Only a mother could love the way the Red Sox have begun their defense of the World Series crown, struggling to find consistency at the plate and in the field, taking a step back with every step forward.

What better time, then, than Mother’s Day to finally put it all together?

It wasn’t only John Lackey delivering seven strong innings at a ballpark that, aside from its proximity to his Texas ranch, never has been among his favorites. And it was more than Dustin Pedroia looking again like the prototypical leadoff hitter that the Red Sox desperately need him to become.

For a change — in fact, for the first time all season — the Sox scored in each of the first two innings yesterday, grabbing an early lead and never letting go en route to a 5-2 victory over the Rangers and their first series win at Texas since Aug. 22-25, 2011.

Most importantly, though, the Sox won their third straight series and climbed above .500 (19-18) for the first time since April 3, when they were 2-1 after the opening series against the Orioles in Baltimore.

“There’s just familiarity, as we get through 40 games now, with a number of the new guys that have come in from the offseason, integrating some young players,” manager John Farrell said. “There’s more of a known commodity in our clubhouse.”

In other words, the Red Sox finally are finding their identity.
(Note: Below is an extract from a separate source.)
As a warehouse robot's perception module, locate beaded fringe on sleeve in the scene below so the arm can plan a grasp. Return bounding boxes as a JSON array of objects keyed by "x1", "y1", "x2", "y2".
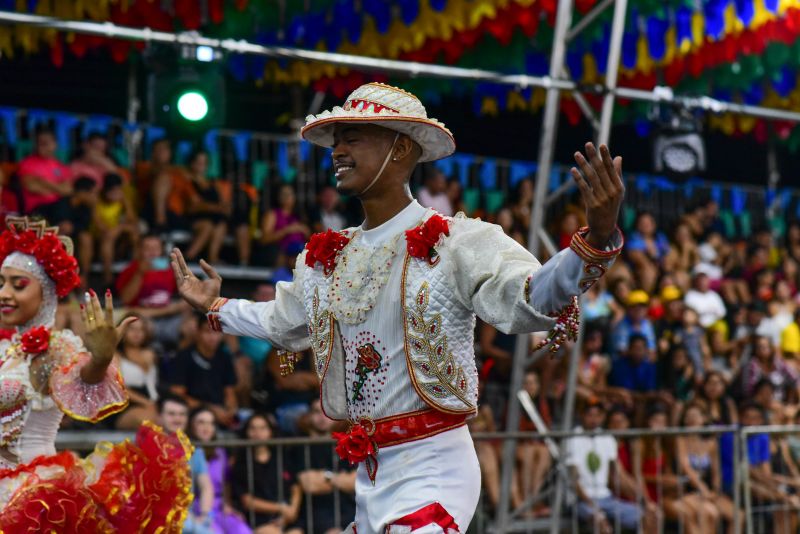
[{"x1": 50, "y1": 331, "x2": 128, "y2": 423}]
And they look a lot like a team that will go as far as its starting pitching and the top of the order will take it.

It’s no coincidence, for example, that the Sox won back-to-back games against the Rangers in which Jon Lester and Lackey each went seven innings, combined to allow only five runs and avoided major trouble by getting big outs like Lackey’s strikeout of Mitch Moreland with two on, two out and a three-run lead in the fourth.

Since May 2, the Sox have won six of the last eight games in large part because Lester, Lackey and fellow starters Felix Doubront, Jake Peavy and Clay Buchholz have combined for a 3.26 ERA.

“These guys have settled in,” said catcher A.J. Pierzynski, whose two-run single keyed a three-run first inning against Rangers lefty Robbie Ross. “The weather’s warming up a little bit, guys kind of know where they’re at, what they’re working with, and you can see that each time these guys take the mound they get a little more confident. They believe they can go out there and do what they’re supposed to do.”

But the starters still need run support, and with longtime leadoff man Jacoby Ellsbury having defected to the rival New York Yankees in the offseason and young players filling out the lower half of the lineup, the offense has struggled to achieve continuity, not to mention hits with runners in scoring position.

Pedroia has helped with the former. In 15 games since taking over the leadoff spot, he is 19-for-63 (.302) with 11 walks and a .405 on-base percentage. Over the last two games, in particular, he has reached base seven times, including a leadoff double in the first inning against Ross and a solo homer in the seventh to stretch the lead to 5-1 and make life easier for Lackey.